This will to power was Nietzsche’s central premise. Although he never quite managed to articulate it, I took it to mean that humans are at their best when they are empowered. Therefore, anything that diminishes this empowerment is evil. And this evilness springs from weakness. Nietzsche asserts in The Antichrist that Christianity is our chief power diminisher for the patheticness it condoned, nay encouraged. However, what I got from it was any ideology that reduces, subverts, denies or impedes our will to power is evil.

I consider life itself instinct for growth, for durability, for accumulation of forces, for power: where the will to power is lacking, there is decline.

To think that all this time it was my own flesh and blood—my Ma and Da—whom were the main culprits. It was they who were steadfast on diminishing my will to power, owing to their fixation on me being working class. Their own definition of the term, that was, replete with its ridiculous limitations and phony absolution.

 …closing one’s eyes upon one’s self once for all, to avoid suffering the sight of incurable falsehood…in it nothingness is deified and the will to nothingness is made holy.

Their insistence that that was my lot; my whole life being laid out before me. To join them in their will to nothingness. They were the reason why I had always felt this frustration and confusion. This thing clawing at my back, pulling me down, making me lead a rather impaired and powerless life. Nietzsche helped me see this; to see the truth. My parents were weak. They stood in the shadow of Larkin and Connolly, claiming working-class status for themselves because it was convenient; God forbid they take a long hard look at themselves and their own shortcomings. What had made them this way? I could hazard a guess. But whatever it was, it was for them. It was their life. Not mine.

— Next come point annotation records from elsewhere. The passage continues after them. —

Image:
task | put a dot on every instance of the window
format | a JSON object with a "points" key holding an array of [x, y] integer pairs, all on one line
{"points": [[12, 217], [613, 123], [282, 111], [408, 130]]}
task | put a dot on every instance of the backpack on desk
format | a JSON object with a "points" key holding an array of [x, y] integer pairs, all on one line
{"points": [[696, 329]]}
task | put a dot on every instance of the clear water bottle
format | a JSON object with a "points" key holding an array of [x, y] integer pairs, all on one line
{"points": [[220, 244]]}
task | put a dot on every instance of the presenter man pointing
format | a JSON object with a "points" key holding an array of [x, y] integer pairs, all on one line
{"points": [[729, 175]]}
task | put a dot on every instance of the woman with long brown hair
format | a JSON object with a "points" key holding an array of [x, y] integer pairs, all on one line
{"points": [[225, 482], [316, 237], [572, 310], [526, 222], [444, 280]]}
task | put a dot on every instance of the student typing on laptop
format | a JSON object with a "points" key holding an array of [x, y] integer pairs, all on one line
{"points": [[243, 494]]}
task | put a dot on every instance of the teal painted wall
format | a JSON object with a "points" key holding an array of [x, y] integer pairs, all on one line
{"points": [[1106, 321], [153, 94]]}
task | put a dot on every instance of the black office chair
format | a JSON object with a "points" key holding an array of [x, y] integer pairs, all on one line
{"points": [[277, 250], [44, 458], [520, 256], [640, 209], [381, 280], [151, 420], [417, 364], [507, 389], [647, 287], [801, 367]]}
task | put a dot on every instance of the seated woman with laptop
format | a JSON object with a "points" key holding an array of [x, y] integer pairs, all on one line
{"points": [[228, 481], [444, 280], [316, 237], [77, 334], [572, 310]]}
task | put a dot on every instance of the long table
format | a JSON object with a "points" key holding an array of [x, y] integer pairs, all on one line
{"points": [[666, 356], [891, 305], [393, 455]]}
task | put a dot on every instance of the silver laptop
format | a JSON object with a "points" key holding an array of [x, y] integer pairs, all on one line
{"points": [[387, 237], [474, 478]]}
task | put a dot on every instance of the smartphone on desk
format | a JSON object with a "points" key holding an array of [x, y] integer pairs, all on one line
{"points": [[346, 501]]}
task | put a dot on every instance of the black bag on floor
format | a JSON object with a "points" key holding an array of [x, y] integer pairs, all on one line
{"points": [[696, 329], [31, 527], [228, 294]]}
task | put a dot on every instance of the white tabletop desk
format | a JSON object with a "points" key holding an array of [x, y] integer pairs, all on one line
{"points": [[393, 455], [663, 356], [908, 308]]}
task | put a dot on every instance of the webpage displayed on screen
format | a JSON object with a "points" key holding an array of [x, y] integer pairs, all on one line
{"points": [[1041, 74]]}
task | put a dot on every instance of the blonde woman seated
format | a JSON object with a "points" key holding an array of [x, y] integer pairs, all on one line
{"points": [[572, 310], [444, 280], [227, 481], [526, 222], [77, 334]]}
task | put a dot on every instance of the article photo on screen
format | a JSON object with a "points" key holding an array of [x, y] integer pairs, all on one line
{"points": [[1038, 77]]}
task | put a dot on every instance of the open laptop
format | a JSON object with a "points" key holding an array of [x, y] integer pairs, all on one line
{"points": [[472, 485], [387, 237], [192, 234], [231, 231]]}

I drew in a lungful of dewy giddiness—Halloween was just around the corner—as I dodged leaf-strewn puddles through the estate, demonstrating a distinct lightness to my stride. A nod to the strength of my convictions. For even though they’d done their damnedest to deny my will to power, it, with the help of Nietzsche, had just been restored. The ding-ding, gerrup and wha were not for me anymore.

No more.

I turned left onto the Rathbeale road, leaving the housing estate behind me. The bus stop was just up ahead. And two of my former warehouse workmates—Johnno and Big Mackie—were there. It was then that I first noticed the chill in the air, a shiver up my back. I stumbled and looked around, but my feet took me straight to them.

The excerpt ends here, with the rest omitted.